Hogan Lovells Pro Bono Team Achieves Pro Bono Victory in NYC Public Housing Case
21 December 2015
NEW YORK, 21 December 2015 – A team of Hogan Lovells lawyers achieved a significant pro bono victory in federal district court last week for thousands of New York public housing tenants who suffer from asthma. The team represents the tenants in Baez v. NYCHA, a class action filed against the New York City Housing Authority (NYCHA) for failure to remediate the mold and excessive moisture in plaintiffs’ homes that exacerbate their respiratory illnesses.
In his decision, Southern District Court Judge William Pauley found that NYCHA had failed to take adequate steps to remediate mold in violation of a 2014 Consent Decree and granted the firm’s motion to appoint a special master to oversee NYCHA’s future efforts. This case has attracted considerable public attention given NYCHA’s role as New York City’s largest landlord and its concurrent failures in other areas, such as tenant safety, disaster preparedness, and budgetary management.
The tenant-plaintiffs had originally filed their class action complaint against NYCHA in December 2013, seeking injunctive relief under the Americans with Disabilities Act for NYCHA’s failure to effectively abate the mold and excessive moisture in their apartments.

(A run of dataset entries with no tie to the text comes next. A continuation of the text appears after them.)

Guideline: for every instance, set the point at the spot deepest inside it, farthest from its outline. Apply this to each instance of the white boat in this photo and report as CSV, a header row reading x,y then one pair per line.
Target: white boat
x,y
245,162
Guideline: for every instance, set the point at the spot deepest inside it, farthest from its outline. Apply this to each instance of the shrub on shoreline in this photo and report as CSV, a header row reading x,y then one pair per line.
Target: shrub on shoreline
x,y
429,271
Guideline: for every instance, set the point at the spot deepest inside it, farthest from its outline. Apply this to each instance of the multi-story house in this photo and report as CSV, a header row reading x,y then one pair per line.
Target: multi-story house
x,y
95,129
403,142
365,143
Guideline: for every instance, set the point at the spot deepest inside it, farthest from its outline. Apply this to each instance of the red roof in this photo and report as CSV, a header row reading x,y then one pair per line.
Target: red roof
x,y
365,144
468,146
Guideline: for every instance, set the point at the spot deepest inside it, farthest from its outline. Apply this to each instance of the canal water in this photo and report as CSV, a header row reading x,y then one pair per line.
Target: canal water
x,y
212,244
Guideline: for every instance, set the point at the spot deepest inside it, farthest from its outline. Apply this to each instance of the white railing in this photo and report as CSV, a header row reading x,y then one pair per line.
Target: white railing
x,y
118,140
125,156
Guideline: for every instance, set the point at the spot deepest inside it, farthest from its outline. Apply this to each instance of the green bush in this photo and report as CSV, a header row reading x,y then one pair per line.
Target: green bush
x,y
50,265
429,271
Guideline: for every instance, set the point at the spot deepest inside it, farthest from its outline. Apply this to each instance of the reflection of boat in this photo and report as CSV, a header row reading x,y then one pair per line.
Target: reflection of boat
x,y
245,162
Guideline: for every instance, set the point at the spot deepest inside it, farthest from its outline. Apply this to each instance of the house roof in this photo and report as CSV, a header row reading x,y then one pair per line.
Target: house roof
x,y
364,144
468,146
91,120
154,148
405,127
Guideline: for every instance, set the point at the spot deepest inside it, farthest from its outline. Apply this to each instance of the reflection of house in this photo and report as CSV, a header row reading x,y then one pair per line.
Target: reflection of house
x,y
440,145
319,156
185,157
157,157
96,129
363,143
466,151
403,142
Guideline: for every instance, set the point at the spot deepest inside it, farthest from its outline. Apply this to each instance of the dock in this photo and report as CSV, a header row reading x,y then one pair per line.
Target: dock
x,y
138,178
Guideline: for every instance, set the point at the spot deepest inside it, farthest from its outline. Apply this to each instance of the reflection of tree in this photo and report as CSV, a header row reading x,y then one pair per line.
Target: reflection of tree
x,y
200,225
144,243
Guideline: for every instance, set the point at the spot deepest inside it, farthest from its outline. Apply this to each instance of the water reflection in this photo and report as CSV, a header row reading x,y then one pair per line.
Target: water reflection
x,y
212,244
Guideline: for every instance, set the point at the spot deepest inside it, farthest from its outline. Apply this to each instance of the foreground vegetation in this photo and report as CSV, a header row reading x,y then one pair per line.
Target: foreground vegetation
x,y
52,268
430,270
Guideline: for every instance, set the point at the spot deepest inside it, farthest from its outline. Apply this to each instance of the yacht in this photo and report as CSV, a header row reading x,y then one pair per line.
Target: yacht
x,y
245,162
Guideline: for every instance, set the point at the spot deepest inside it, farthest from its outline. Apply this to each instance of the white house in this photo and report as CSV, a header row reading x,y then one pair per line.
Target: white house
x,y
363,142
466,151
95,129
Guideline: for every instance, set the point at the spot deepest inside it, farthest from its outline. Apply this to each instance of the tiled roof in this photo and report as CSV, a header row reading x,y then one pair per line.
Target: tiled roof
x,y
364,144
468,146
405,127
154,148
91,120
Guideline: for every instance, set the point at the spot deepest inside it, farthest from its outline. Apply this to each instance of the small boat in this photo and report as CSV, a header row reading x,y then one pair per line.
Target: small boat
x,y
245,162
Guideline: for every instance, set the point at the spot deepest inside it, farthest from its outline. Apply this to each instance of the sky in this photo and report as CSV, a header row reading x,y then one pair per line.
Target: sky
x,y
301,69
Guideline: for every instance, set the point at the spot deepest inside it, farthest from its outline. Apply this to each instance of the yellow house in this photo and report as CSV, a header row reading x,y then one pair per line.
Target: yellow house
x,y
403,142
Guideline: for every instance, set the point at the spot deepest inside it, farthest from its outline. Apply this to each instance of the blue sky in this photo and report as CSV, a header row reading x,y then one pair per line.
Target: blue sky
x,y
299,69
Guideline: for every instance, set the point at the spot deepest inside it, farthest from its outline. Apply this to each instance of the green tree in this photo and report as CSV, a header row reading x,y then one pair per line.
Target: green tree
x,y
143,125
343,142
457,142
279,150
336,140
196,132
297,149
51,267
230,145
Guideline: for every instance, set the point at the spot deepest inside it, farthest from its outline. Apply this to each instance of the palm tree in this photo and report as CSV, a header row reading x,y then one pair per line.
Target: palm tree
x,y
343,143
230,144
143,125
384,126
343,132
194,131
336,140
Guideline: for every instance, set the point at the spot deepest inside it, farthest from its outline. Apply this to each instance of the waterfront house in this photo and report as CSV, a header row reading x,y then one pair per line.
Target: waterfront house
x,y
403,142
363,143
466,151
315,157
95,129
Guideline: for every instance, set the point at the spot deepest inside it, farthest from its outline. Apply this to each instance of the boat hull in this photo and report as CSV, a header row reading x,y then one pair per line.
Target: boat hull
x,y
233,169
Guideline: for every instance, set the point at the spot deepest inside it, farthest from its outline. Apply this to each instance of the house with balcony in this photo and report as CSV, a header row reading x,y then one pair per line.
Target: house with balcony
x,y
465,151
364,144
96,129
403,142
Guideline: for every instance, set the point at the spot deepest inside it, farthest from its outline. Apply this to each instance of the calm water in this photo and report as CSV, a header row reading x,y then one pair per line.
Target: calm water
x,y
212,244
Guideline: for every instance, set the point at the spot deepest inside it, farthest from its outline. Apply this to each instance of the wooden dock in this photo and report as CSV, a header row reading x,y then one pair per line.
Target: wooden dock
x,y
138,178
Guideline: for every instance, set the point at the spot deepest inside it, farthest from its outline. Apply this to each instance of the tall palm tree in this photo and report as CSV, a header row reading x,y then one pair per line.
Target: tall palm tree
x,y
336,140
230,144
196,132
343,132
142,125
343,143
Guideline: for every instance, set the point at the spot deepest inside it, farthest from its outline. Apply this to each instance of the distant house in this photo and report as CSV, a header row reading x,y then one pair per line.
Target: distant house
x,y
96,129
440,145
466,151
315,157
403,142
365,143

In April 2014, Judge Pauley entered a Consent Decree requiring NYCHA to repair “simple” mold and excessive moisture problems within seven days and “complex” mold and excessive moisture problems within fifteen days, on average.
A year after the Consent Decree was entered, however, NYCHA’s workers were still merely painting over blackened mold or washing it with bleach without remedying the underlying cause of the mold.
Hogan Lovells joined the National Center for Law & Economic Justice and Natural Resources Defense Council as pro bono co-counsel in November 2014 and immediately began documenting NYCHA’s noncompliance through interviews of tenants and community organizers. In April 2015, the Hogan Lovells team filed a motion to enforce the Consent Decree asking the court to reiterate NYCHA’s obligation to make timely and effective repairs to mold and excessive moisture problems and to appoint a special master to oversee NYCHA’s future compliance. Hogan Lovells also asked for monetary penalties in the event that NYCHA failed to comply in the future.
On 15 December 2015, Judge Pauley granted almost all of the relief that plaintiffs sought in their motion to enforce. In a strongly worded decision, Judge Pauley held that “NYCHA has been out of compliance with the Consent Decree from the day it was entered by this Court. NYCHA’s justifications for its failure to comply are inadequate, and the attitude of NYCHA officials appears to be one of indifference.”
Judge Pauley also granted the plaintiffs’ request to appoint a special master to monitor and enforce NYCHA’s future compliance with its court-ordered responsibilities, which is significant because it will enable the plaintiffs to have a direct line into NYCHA’s operations and documents, including how NYCHA allocates its budget for making repairs. The judge concluded that a special master is warranted because NYCHA’s “failure to remediate mold and excessive moisture jeopardizes the health and public welfare of hundreds of thousands of New Yorkers.”
The Hogan Lovells pro bono team includes partner Steven Edwards; associates Pooja Boisture, Erin Meyer, Laura Sayler, Dianne Milner, and Casey Downing; paralegal Kelly Quigley; and assistants Cynthia Lynch and Emily Bogovic.